I hate being right

A few years ago I published a novel based on a scenario I saw coming down the road, inevitable as the 1:00 train: The same legal theories that allowed a young girl to get an abortion without her parents’ approval would allow any child to commit suicide without the parents’ consent. The book is called Death’s Doors.

And now it’s come true.

The London Daily Mail reports that a 17-year-old girl, Noa Pothoven, has committed assisted suicide in her own living room. Her parents did not approve, but were legally powerless to prevent it.

According to the Dutch newspaper De Gelderlander, Noa’s parents had no idea she was unwell until her mother discovered a plastic envelope in her room filled with farewell letters to her parents, friends and acquaintances. 

‘I was in shock,’ Lisette told De Gelderlander. ‘We didn’t get it. Noa is sweet, beautiful, smart, social and always cheerful. How is it possible that she wants to die? 

‘We have never received a real answer. We just heard that her life was no longer meaningful. For only a year and a half have we known what secret she has carried with her over the years.’  

I weep for the girl, but I also weep for those parents. It’s a parent’s job to be adult for their child, to stand in their way when they want to make disastrous choices. These parents have been stripped of that God-given duty and right. The girl probably thought that a lot of pain would go out of the world when she left. She was wrong. She left all her pain behind, for her parents to bear.
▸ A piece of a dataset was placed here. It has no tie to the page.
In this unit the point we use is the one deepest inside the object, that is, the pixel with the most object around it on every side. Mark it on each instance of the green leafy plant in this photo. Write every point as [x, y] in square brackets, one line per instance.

0 thoughts on “I hate being right”

  1. Why were walls not being broken down to give her therapy, maybe a stay at a retreat home for troubled youth? What quack doctor certified that she would never recover from her depression? That’s madness!

  2. This topic is being discussed on a message board I follow. A number of the participants are saying things on the order of “Why do you want this poor woman to continue to suffer?”

    1. I’m rather confused by this report. It suggests that other reports blamed the parents, but the version I used doesn’t do that at all. So I’m not sure what’s going on here.